ConcernInMemory / SQLiteTestcontainers
EF Core migrationsSkippedApplied end-to-end
JSONB / @> / ->>No-op or throwsReal PostgreSQL
FK constraintsIgnoredEnforced
Transactions & isolationStubbedReal MVCC
Global query filtersPartial divergenceExact production parity
Wolverine outbox tablesNot createdReal mt_* schema
Per-test isolationPer-contextPer-container
Startup cost0 ms~3–5 s (once per class)
Docker requiredNoYes (CI + dev)

The ~3–5 s startup is the only honest downside. You pay it once per test class via IClassFixture<T> (or once per collection via ICollectionFixture<T>), not once per test.

Three incidents out of four that masquerade as “weird behaviour in prod” are a test that never reproduced prod. The classic shapes:

  1. Broken migration. A new column is NOT NULL without a default. InMemory doesn’t care. The first real insert in staging fails.
  2. Silent query downgrade. EF Core translates your LINQ to client-side evaluation against InMemory. In Postgres it fails, or worse, changes meaning.
  3. Isolation bug. A global query filter or soft-delete interceptor behaves differently against the InMemory provider. Data that should be hidden leaks in tests — or data that should be visible is missing.

Testcontainers kills all three categories at the PR stage.

Use Testcontainers when any of these is true — and that covers most of the surface area:

  • The test exercises a DbContext, a query, a migration or an interceptor.
  • The test depends on PostgreSQL-specific features (JSONB, gen_random_uuid, partial indexes, CITEXT, transactional DDL).
  • The test validates Wolverine messaging, the outbox, or Postgres-based persistence.
  • The test asserts on multi-tenant isolation or any global query filter.

Keep FakeTimeProvider, NSubstitute and regular unit tests for pure business logic — services with no DbContext, domain invariants, value objects. Those don’t need a container.

  • EF Core InMemory and SQLite do not test your database.
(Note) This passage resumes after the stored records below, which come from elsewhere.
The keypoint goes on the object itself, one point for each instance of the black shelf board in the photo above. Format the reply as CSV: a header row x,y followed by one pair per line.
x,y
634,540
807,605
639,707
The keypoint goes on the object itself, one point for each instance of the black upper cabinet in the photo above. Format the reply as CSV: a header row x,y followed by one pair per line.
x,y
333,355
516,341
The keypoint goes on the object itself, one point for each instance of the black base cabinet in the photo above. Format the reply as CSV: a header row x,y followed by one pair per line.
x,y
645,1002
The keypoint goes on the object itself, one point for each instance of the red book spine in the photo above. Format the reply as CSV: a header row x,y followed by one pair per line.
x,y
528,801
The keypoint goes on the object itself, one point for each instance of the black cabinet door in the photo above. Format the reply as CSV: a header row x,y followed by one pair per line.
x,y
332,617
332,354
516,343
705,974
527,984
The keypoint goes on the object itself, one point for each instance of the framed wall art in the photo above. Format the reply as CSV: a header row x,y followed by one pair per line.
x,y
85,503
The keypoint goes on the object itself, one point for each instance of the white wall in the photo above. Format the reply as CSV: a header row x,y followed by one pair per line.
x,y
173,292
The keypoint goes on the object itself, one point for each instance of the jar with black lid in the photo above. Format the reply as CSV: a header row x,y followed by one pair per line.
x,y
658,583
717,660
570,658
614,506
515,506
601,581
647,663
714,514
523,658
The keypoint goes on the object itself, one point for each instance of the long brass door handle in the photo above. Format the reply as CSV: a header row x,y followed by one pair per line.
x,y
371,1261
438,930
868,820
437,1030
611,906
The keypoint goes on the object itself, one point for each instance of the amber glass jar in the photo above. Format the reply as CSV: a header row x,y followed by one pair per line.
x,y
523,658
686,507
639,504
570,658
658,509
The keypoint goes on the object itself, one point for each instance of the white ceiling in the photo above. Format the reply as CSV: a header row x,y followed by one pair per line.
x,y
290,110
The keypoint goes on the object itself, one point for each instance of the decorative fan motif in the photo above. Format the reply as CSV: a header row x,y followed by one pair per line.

They test an abstraction that lies about it.
  • Real bugs live in real SQL. JSONB, FKs, transactions, global filters all diverge silently on in-memory providers.
  • Testcontainers runs PostgreSQL as a first-class test dependency — ephemeral, isolated, reproducible in CI.
  • Amortize startup with IClassFixture<T>. ~3–5 s per fixture, parallel across classes, once per run.
  • Mocks go on the seams, not on the database. Mock IClock, ICurrentUserService, IVaultClient. Never DbContext.